Ist eine Sedierung (Dämmerschlaf) gefährlich? Was ist der Unterschied zwischen einer Sedierung und einer Narkose?

Eine Sedierung ist leichter als eine Narkose. Sie atmen weiterhin selbstständig und müssen daher nicht intubiert werden (künstliche Beatmung über einen Schlauch in der Luftröhre). Eine Sedierung verursacht weniger Probleme als eine Narkose und Sie wachen danach auch schneller wieder auf.
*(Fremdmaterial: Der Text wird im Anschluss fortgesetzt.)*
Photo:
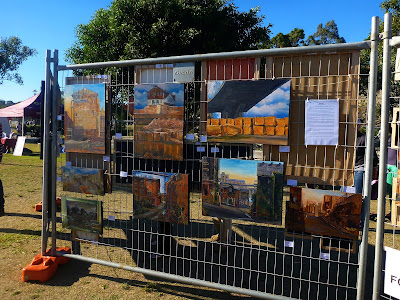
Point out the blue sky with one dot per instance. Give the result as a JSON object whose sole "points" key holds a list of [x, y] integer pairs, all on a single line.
{"points": [[141, 90], [50, 25]]}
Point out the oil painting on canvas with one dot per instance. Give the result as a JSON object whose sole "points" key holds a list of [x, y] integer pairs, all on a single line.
{"points": [[82, 214], [84, 115], [242, 189], [253, 112], [322, 212], [158, 114], [83, 180], [161, 196]]}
Die Ärzte in unserer Klinik prüfen immer sorgfältig, ob eine Sedierung für Sie kein Risiko darstellt. Bei bestimmten Krankheiten, Allergien oder Medikamenten kann eine Sedierung nicht unbedenklich sein. Deshalb erfragen wir von Ihnen immer die entsprechenden Informationen. Auch wenn Sie keinen leeren Magen haben, kann eine Sedierung ein Risiko darstellen. Ihr Mageninhalt kann dann in Ihre Lunge gelangen und ernsthafte Komplikationen verursachen. Aus diesem Grund ist es wichtig, dass Sie nüchtern in die Klinik kommen, wenn Sie eine Sedierung wünschen. Befindet der Arzt, dass eine Sedierung für Sie geeignet ist, stellt diese eine sehr sichere und angenehme Art der Betäubung dar. Sie merken nichts von dem Eingriff und viele Menschen empfinden den Dämmerschlaf sogar als angenehm.